Protected by Tokugawa Tsunayoshi, known as the Dog Shogun, the number of dogs in Japan grew exponentially. The Shogun himself kept 50,000. Packs of stray dogs roamed countrysides and cities, sometimes attacking people. Asakura is convinced that these attacks were attributed incorrectly to wolves, creating a fear that persists today.
Looking back
Persecution, hunting, warfare, and perhaps rabies led to the extinction of wolves in Japan. The Ezo wolf (Canis lupus hattai), which inhabited Hokkaido until 1889, was a descendant of North American grey wolves. A separate species, the Honshu wolf (Canis lupus hodophilax), survived until 1905. A recent DNA study published in Science found that it was more closely related to an ancient species that lived in Siberia until about 20,000 years ago than to modern grey wolves.
Nambu has suggested that wolves from Mongolia or China would be the most appropriate candidate to bring to Japan forests.

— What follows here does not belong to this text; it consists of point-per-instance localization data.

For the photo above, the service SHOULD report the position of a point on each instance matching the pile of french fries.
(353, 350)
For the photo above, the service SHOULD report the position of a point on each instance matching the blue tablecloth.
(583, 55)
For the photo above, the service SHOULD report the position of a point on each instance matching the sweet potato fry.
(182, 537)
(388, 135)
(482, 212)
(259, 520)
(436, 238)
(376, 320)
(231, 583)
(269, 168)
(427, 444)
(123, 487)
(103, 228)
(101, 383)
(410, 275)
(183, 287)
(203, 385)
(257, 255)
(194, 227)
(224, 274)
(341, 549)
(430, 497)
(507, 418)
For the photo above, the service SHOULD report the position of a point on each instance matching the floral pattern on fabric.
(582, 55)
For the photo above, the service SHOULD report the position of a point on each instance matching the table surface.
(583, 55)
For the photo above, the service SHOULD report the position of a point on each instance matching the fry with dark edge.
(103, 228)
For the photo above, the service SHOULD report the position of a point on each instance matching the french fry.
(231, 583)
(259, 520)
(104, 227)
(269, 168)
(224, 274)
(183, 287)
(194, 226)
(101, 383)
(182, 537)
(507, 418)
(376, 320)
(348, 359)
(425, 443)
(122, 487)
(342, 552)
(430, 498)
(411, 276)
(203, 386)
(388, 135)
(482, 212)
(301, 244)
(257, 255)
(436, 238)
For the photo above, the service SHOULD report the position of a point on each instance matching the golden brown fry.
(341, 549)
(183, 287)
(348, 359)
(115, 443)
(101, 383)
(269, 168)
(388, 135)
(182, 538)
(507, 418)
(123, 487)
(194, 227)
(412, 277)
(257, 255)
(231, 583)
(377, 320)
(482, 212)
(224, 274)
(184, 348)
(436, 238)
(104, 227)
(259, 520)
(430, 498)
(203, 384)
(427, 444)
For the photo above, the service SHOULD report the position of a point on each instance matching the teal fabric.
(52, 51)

Neither are abundant.
The most recent estimate of 10,000 wolves in Mongolia dates to 2004 and showed a sharp decline from 30,000 in 1980. Wolf pelts, teeth, skulls, and paws are readily found in Chinese shops along the Mongolian border, according to a 2009 European Commission report.
Uuganbayar Ganbold, a biologist at Mongolia’s Hustai National Park (home to the famous Przewalski’s wild horse, Equus ferus przewalski), said that wolves are not officially protected and are regularly hunted, often from motorized vehicles.
While wolves are present in virtually all of mainland China, according to a 2016 report published in Zoological Research, only Tibet and Inner Mongolia show significant numbers.
For wolf advocates like Hiroshi Asakura, the biggest challenge is not finding wolves to translocate, but changing the mindset of the Japanese public. The Japan Wolf Association says that support for wolf reintroduction grew from 12.5 percent in 1993 to nearly 45 percent in 2016.
Nambu is optimistic. “If people realize there is another way to reconcile with nature, they will be sure to choose that. It is coexistence with wolves.”